THE ADVENTURES OF SIDNEY SAWYER:
Missouri Yankees

Black knights in Yankee blue fight for freedom through the bloody sands of Carolina as Colonel Sidney Sawyer, America’s greatest scalawag, battles in the glare of a calcium sun. From Britain to the Red River bayou, and  Charleston to Chattanooga, our ever   reluctant hero brawls, battles, spies on and skedaddles from homicidal widows, Frenchified hookers, and the Mighty Wadmalaw, King of the Runaway Slaves. With Liberty (the drummer boy who isn’t what he seems) Sawyer fights for the life of the Union against a treacherous giant. Marching to the beat of Liberty's drums, the Ninety-fourth Colored Infantry wins glory as the Missouri Yankees 

                  

Excerpts from
The Missouri Yankees:

Colonel Sawyer leads the 94th Colored Infantry against Confederate rifle pits defending notorious Fort Wagner!

Night came too soon for me but not for the men.

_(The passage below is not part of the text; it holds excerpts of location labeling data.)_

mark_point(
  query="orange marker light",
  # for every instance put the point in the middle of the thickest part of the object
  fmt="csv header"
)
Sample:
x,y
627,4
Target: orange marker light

They were like virgins at the altar and couldn’t wait to get on with it. I had been up and down the length of the parallel with Smitty, who was in full fig including his black-Irish cummerbund. He and the men in the ranks completely misunderstood my mud-blackened face. The Ace of Spades was one of them. They blessed me and touched me as I slouched by. I believe the brutes loved me. A good reputation is a damned difficult thing to live down. Even the officers missed my true motive and mud appeared on white cheeks along the line. One infant Lieutenant in C Company broke down before the nobility of it all and wept when he grasped my hand. Leadership is a damned queer thing.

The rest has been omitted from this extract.